I was born in a Bengali family to academic parents and while growing up in my hometown Calcutta, surprisingly I was most passionate about music, poetry, painting and theatre. Thanks to my schoolteachers, that I discovered Chemistry as my favourite subject of creativity and design and eventually studied Biochemistry in bachelors and masters. While I was very happy directing stage theatre and forming my amateur band, I got excited about Neuroscience while reading articles on Neuro-aesthetics, a philosophical discourse at the intersection of brain sciences and aesthetic principles, which led me to pursue scientific research projects at the National Brain Research Centre, India.
I was introduced to “autism” while volunteering at an art exhibition of paintings by autistic children in New Delhi which made me curious as a researcher to pursue cognitive and behavioural research with autistic children in a clinical setting. In my PhD research proposal, I formulated a hypothesis based on my training in Biochemistry/Neuroscience and tiny little understanding of autism. Fortunately, I could pursue my dream journey from Calcutta to Cambridge when St John’s college kindly accepted me, and I was nominated from India in Life Sciences category and generously awarded the Commonwealth Scholarship. Reminiscing the roller coaster ride of mixed emotions of past couple of decades, I honestly feel that I have never consciously planned my life or career. However, I have always tried to follow a trajectory led by my passion and heart (or the brain).
- What was your best day during your PhD?
In the second year of my PhD, I was conducting gene editing experiments on iPSC lines from autistic individuals and repeatedly failing for several months. It was extremely frustrating for a while until I managed to optimise and establish an alternative method using virus particles. Finally, after six months of struggle when I could successfully visualize green fluorescent protein labelled autistic neurons under the microscope, it was a moment euphoria!
- What was your worst day during your PhD?
At the very final stage of my PhD, the laboratory was shut down due to the pandemic situation. The samples that I had collected at different timepoints from several iPSC-line derived neurons for the past ten months could not proceed for RNA sequencing. It was my worst day as I realized that I have just lost a big dataset and a couple chapters of my thesis.
- Do you have any words of advice to future PhD students in Psychiatry?
I would strongly recommend any future graduate student to explore learning and networking opportunities beyond academia by participating in societies and activities of one’s choice and benefit from the intellectually stimulating ecosystem that Cambridge offers. The most enlightening discussions I remember during my PhD happened over formal dinners or informal coffee meetings with some brightest minds from very diverse fields. Also, this long journey requires a lot of commitment and perseverance; and one is most likely to face difficult phases either professionally or personally. Therefore, it is important to look after oneself, reach out for help if needed and take time off from long hours at lab, especially when experimental failures happen. It is often much easier to solve problems and succeed with a fresh mind than a sleep-deprived one! Last but not the least, I do believe that the mistakes that we make inadvertently are the best learning experiences in the long run; and a PhD as a degree in Philosophy is quite a life changing experience to treasure.
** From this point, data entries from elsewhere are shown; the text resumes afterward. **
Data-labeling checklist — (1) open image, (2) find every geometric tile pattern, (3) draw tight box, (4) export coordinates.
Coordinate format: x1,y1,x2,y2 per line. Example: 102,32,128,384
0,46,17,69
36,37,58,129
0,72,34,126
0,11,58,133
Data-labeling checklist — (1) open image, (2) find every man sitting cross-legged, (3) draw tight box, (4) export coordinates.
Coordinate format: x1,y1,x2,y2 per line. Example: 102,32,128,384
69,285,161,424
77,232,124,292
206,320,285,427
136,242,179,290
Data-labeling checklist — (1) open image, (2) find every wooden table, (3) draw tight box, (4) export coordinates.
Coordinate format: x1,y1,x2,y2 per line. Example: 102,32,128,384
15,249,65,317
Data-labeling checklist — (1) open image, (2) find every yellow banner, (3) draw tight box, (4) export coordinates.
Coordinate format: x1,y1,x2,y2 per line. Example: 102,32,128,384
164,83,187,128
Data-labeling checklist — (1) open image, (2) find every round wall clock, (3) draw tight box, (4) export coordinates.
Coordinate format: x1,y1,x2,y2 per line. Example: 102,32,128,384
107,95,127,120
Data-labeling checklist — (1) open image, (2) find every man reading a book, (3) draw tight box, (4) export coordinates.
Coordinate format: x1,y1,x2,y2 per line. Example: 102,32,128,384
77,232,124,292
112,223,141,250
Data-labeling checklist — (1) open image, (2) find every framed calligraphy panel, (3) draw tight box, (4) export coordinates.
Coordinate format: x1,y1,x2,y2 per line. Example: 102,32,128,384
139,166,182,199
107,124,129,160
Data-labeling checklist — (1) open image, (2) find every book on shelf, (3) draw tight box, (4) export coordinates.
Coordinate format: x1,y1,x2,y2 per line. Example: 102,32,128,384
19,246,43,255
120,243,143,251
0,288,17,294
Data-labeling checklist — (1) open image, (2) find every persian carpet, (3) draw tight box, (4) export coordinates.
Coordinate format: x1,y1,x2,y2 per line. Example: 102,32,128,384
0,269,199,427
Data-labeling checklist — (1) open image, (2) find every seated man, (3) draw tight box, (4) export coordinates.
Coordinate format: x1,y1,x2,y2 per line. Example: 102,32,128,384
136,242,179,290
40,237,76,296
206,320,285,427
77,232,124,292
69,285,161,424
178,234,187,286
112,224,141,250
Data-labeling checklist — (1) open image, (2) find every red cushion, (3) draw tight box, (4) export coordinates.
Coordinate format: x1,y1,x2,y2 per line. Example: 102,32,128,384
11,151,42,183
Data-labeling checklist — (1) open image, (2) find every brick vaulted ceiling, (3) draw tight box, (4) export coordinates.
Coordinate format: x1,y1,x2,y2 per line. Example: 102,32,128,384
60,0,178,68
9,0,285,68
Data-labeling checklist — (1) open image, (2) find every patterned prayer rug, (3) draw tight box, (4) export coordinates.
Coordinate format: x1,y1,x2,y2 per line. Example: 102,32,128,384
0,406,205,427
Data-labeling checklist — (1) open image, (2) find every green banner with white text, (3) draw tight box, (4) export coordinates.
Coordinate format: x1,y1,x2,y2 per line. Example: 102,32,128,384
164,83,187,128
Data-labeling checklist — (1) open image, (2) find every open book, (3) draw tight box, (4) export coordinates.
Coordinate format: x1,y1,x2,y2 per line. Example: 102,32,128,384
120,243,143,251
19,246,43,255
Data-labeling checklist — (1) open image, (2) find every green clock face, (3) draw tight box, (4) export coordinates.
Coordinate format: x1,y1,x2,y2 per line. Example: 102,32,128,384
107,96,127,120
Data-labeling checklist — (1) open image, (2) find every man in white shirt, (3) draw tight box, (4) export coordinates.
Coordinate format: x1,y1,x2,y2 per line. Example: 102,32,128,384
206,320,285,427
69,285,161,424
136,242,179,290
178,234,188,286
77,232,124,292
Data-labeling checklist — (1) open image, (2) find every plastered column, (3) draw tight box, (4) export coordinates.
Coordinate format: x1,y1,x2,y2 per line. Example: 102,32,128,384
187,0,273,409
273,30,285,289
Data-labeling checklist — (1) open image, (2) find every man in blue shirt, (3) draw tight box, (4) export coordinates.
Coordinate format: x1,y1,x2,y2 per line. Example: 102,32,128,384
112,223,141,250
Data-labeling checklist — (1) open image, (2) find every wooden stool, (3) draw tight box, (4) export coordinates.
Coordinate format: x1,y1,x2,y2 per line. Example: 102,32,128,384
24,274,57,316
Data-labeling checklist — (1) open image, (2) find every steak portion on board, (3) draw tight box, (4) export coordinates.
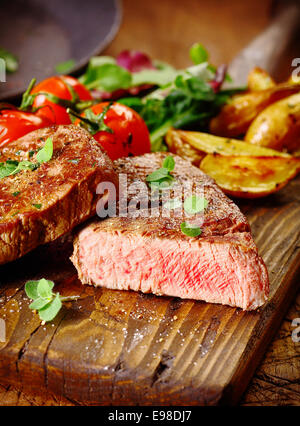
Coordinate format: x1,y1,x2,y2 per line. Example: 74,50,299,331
0,125,117,264
71,153,269,310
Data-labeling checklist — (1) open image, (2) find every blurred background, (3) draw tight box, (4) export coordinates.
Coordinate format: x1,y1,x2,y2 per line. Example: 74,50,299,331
105,0,299,79
0,0,300,99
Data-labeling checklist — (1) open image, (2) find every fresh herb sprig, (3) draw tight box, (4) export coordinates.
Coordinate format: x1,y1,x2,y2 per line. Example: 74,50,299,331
146,155,175,189
25,278,79,322
0,138,53,179
146,155,208,237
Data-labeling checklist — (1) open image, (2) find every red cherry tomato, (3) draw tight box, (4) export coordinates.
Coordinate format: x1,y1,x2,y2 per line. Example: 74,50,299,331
31,75,92,124
75,102,151,160
0,109,53,147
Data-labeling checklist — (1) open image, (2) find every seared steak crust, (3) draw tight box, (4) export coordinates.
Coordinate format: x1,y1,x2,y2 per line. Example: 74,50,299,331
71,153,269,310
0,125,117,264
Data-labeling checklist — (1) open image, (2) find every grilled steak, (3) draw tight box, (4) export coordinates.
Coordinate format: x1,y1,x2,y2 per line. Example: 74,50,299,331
72,153,269,310
0,125,117,264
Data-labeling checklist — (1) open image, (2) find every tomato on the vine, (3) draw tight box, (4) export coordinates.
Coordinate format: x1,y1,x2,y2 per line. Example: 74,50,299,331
30,75,92,124
0,108,53,147
75,102,151,160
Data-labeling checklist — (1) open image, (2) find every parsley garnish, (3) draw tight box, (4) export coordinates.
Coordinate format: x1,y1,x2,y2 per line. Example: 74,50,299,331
0,138,53,179
180,222,202,237
184,195,208,214
146,155,175,189
32,204,42,210
36,138,53,164
55,59,76,74
68,158,80,164
25,278,79,322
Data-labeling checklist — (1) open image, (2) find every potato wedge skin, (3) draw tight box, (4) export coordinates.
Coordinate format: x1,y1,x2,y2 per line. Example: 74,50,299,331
245,93,300,152
200,154,300,198
248,67,276,92
210,83,300,138
166,129,290,159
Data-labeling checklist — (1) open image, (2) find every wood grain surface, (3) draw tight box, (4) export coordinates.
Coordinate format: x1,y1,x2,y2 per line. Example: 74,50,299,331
0,0,300,405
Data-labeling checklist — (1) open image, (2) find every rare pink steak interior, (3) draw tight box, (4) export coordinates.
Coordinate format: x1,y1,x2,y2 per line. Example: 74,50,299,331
72,153,269,310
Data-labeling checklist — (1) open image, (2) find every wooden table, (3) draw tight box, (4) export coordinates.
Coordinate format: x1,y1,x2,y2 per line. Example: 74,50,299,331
0,0,300,405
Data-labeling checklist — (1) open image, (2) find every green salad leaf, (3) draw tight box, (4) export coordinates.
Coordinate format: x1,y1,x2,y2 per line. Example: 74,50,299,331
55,59,76,74
25,278,79,322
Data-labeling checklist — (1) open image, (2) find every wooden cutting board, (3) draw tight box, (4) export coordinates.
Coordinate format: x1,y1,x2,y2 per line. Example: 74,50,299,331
0,177,300,405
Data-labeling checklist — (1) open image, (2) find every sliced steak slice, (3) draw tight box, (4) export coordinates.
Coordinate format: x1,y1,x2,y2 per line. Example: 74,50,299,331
0,125,117,264
71,154,269,310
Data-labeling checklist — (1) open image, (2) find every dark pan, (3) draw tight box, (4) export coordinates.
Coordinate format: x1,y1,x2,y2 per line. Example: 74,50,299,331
0,0,121,100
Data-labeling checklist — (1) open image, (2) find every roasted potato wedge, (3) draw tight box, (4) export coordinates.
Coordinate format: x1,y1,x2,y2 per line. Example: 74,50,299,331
210,83,300,138
248,67,276,92
200,155,300,198
245,93,300,152
166,129,290,159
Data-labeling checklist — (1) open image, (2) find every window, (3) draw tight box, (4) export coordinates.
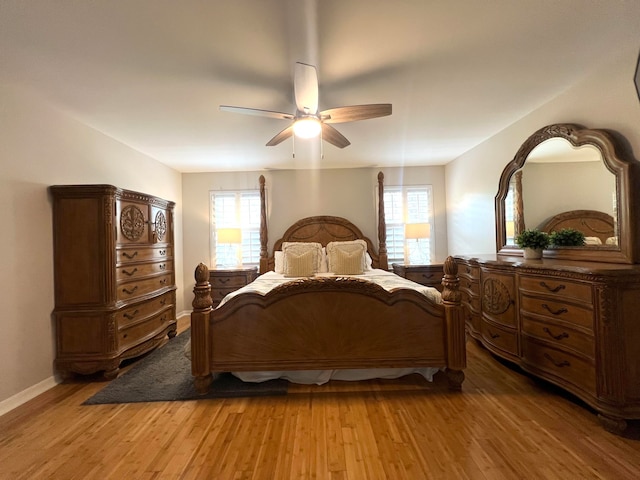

- What do you hope to do next?
Since completion of my PhD, I have been working at the Clinical Neurosciences department as a postdoctoral research associate. Besides, I am currently preparing myself to embark on a new journey beyond academia to explore opportunities within the industry. I am deeply passionate about bench-to-bedside translational and clinical research and aspire to grow as a scientist in an innovation-led collaborative environment, acquire leadership training and most importantly pursue cutting-edge science that can potentially impact the quality of human life.